Mas se a vontade é absorvida pelo poder da graça secreta, nos princípios da oração infusa ela ainda pode mover-se e ficar livre. E se é mal conduzida pela inteligência, ela ainda pode lutar por sua liberdade, pode agir por sua conta em vez de descansar na serena obscuridade do amor divino. Mas o êxito de nossa cooperação às inspirações de Deus nesse estado ainda depende largamente da discrição sobrenatural da nossa razão.

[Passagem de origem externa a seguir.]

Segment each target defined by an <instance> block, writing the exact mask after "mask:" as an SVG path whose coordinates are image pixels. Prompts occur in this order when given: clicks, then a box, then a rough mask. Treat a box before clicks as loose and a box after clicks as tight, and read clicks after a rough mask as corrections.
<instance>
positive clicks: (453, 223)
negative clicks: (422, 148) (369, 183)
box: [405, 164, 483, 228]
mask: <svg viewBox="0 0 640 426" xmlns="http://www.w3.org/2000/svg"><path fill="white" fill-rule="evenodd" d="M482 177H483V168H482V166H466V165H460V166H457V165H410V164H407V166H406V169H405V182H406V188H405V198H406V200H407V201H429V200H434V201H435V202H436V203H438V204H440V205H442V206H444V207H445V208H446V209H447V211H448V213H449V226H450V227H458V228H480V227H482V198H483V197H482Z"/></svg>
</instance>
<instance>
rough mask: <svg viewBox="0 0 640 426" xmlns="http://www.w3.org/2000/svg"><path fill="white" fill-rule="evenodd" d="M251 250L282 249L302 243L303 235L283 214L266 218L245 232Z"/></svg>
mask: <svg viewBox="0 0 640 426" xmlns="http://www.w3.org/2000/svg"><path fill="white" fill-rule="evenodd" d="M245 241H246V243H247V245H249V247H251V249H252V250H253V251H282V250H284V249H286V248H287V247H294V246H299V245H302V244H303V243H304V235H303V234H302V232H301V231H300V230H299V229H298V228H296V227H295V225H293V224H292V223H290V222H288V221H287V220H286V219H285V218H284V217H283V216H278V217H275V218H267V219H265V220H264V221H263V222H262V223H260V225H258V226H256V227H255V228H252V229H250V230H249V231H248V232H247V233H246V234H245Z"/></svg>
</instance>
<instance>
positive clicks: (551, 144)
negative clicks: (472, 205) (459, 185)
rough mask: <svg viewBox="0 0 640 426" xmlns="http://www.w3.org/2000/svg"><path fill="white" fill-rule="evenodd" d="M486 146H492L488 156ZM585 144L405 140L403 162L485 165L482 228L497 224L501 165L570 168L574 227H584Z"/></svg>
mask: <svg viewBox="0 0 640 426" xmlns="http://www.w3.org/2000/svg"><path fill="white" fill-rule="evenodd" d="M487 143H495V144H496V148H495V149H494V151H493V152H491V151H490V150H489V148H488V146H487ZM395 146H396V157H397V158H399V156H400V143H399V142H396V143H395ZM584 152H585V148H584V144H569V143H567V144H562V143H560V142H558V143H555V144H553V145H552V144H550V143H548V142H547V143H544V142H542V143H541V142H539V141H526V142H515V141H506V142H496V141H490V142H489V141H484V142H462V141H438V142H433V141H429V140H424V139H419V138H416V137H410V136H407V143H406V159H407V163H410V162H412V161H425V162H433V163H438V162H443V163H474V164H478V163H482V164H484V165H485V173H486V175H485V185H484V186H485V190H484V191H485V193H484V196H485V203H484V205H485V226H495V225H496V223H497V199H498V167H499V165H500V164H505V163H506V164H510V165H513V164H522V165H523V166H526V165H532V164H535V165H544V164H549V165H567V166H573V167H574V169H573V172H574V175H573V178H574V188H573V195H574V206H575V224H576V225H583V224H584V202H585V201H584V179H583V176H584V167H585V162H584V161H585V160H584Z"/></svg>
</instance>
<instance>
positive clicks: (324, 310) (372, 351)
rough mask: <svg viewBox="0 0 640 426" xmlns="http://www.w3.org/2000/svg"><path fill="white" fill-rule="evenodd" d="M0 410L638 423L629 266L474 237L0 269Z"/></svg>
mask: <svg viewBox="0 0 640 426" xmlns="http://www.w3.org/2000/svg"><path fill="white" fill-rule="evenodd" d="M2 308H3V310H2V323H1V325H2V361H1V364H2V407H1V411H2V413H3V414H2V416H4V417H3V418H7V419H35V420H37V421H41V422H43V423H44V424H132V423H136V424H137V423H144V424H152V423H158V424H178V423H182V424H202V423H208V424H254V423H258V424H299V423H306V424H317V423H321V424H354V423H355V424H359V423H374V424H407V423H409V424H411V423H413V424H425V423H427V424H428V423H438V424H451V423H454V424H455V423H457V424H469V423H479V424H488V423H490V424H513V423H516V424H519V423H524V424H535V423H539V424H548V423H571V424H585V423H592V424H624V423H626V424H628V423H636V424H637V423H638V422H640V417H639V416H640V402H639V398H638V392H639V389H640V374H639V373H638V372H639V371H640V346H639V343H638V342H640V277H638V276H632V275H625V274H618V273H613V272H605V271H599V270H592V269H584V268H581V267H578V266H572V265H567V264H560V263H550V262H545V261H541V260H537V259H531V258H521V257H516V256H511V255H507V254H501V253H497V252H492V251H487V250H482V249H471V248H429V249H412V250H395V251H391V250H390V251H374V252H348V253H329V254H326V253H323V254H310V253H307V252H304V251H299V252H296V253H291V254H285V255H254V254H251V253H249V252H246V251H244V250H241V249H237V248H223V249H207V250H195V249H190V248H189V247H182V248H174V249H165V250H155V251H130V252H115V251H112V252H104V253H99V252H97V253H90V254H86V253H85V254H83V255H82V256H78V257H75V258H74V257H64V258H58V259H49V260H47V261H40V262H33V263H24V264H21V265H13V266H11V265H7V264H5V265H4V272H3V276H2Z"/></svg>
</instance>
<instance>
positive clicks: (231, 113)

É coisa certa que a vontade, quando começa a ser absorvida no misterioso amor que Deus nela produz passivamente, através do dom de Sabedoria, se torna momentaneamente independente da razão, ao menos enquanto começa a ser diretamente guiada por Deus na íntima experiência de valores que são apreciados de um modo que transcende à inteligência.
A vontade, tocada pela chama de amor na sábia obscuridade de sua secreta passividade, de algum modo “aprende” e “conhece” as coisas de Deus, segundo um modo que a razão não pode suspeitar. Contudo, não pode a vontade só por si emitir o juízo estimativo que subjetivamente decide do real valor dessa experiência. É por isto que o dom de Sabedoria distribui as suas inspirações entre a vontade e a inteligência. É assim que deve ser, porque, embora passivamente, a vontade é movida com extrema delicadeza, e continua sujeita à direção da inteligência. Se a razão não distingue um pouco dos valores saboreados pela vontade, ela a desviará, privando toda a alma do alimento e da alegria sobrenatural.

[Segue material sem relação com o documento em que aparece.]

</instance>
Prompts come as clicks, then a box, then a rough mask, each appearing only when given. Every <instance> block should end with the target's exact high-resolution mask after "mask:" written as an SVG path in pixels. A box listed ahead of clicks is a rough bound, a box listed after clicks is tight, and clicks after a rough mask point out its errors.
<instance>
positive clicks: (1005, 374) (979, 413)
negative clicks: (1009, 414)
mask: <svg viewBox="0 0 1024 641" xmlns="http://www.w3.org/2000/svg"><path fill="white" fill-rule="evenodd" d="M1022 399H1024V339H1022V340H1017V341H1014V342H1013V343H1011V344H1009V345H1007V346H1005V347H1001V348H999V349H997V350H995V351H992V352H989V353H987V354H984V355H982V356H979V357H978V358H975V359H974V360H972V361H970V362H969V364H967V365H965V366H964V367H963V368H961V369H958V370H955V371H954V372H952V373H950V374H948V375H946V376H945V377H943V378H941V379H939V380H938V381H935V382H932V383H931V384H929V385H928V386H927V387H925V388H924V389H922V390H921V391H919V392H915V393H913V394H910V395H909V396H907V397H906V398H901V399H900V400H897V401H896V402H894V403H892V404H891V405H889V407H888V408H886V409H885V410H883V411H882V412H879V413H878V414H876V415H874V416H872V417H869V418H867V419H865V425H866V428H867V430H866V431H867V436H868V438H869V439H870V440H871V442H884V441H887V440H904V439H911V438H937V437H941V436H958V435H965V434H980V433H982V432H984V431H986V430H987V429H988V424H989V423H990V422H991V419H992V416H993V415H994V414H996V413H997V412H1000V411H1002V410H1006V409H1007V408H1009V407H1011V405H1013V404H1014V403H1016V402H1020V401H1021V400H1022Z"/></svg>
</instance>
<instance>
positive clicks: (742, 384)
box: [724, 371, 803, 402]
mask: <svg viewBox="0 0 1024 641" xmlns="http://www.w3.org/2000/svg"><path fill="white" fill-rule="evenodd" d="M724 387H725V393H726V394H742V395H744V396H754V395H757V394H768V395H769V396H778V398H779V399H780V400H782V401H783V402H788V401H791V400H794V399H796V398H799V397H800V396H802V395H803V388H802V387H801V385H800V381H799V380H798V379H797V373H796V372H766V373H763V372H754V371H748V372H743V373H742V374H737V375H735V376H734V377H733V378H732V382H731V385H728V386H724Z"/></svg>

Se, pois, é bom saber que o raciocínio em demasia é um obstáculo à ação infusa de Deus sobre a alma nesta Noite dos Sentidos e na oração de quietude, é também conveniente lembrar que uma discreta e intuitiva ação da inteligência é o que Deus mais exige de nós nesse estado. De fato a feliz cooperação de nossa alma às graças infusas depende duma passividade que é sumamente humilde por ser inteligente. Afinal, se humildade é verdade, ela pressupõe uma inteligência sobrenaturalmente iluminada. Somos obrigados, pois, a concluir que a razão desempenha uma parte muito importante, embora secundária, na Noite dos Sentidos. Aqui também ela se situa em sua posição crucial, sobre os limites que dividem a natureza e o sobrenatural. Ela é a sentinela posta pela fé para montar guarda à fortaleza da alma, que é a vontade, e examinar cada estrangeiro que se apresenta às portas. Na penumbra que desce sobre a alma na Noite dos sentidos, a razão deve ser particularmente vigilante e corajosa, recusando o ingresso a todos esses instintos da natureza humana que se apresentam à oração como ruidosos companheiros, ávidos de introduzir a sua expressão peculiar. A razão deve, acima de tudo, ser firme na exclusão desses bons amigos. Intelectuais tagarelas, não seriam eles bem acolhidos no silêncio e na simplicidade da solidão interior onde a vontade se levanta para um encontro inefável com o verdadeiro Deus, num plano que fica muito além do conceito. Somente os que adquiriram alguma familiaridade com a prática da oração interior podem perceber quão delicada e corajosa é a tarefa aqui confiada à inteligência, que é a responsável, em boa parte, pela pureza da vontade, sem a qual é impossível a contemplação. É uma tarefa extremamente delicada, a exigir da razão o sacrifício de sua natural propensão para resolver os problemas através dos seus discursos e análises. O seu governo exercer-se-á menos por intrincadas reflexões e elaborados planos de ação, que por uma sábia economia de prudentes decisões, nascidas de silenciosa reflexão em que a razão é um ouvinte atento às sugestões da graça.